October is turning out to be a bad month for animals in my family. First we lost Rebecca, then we got the bad news about Allegra; and earlier this week, my parents had to put down their little dog Rover.
I’m hoping November turns out to be better.
On the writing front, things are progressing slowly. I finally finished up the rough draft of “The Winds of Patwin County”; it’s about 15,000 words long altogether, one of the longest stories I’ve ever written. There were a couple of points where I almost gave up on it; but now it’s done. I also finished up the first draft (as opposed to the rough draft) of “Variations on a Theme”, which, so far, has gotten fairly decent comments from the one or two folks who have looked at it. I don’t like the title, though, and I’m unsatisfied with the ending, and I think I tried too hard in a couple of places. If you’re interested in reading it, drop me a line and let me know.
I also received a draft of part two of “A Thousand Times Before” from my friend Ed, and, along with some ideas that Jennifer gave me, I think that story has some Serious Potential. I probably won’t get to finishing that or finishing the first draft of “The Winds of Patwin County”, though, until December at the earliest. Because November, of course, is National Novel Writing Month, and I’ll be participating in that. My outline for The Outer Darkness, the novel I’ll be writing, is going slowly and with great difficulty, and I may simply scrap the whole thing and rework the entire storyline from scratch in a couple of days.

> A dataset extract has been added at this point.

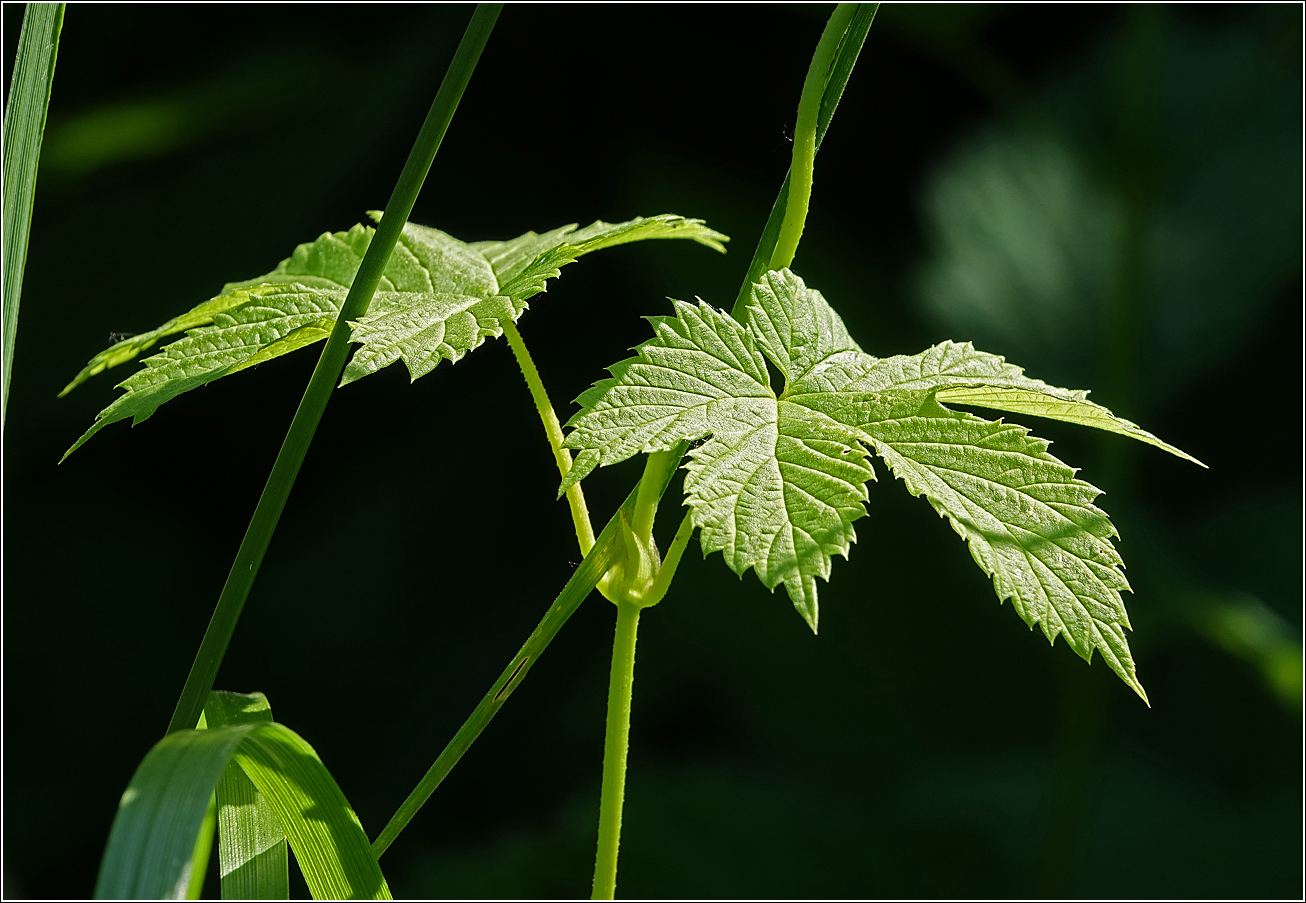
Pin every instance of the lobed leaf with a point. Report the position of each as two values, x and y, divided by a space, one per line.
775 488
781 478
438 299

So, in summary: Life goes on, in spite of the randomness of animal health, the writing goes on. My goal is to be a full-time writer within five years, but I’ve got a long ways to go. I plan to write at least 2,000 words a day during November (so that I’ll have 60,000 words of The Outer Darkness done); hopefully, I’ll be able to write down some preliminary notes on a couple of stories as well: “Dracula Ate My Homework” and “Sunday Services”, but I won’t stress if I don’t.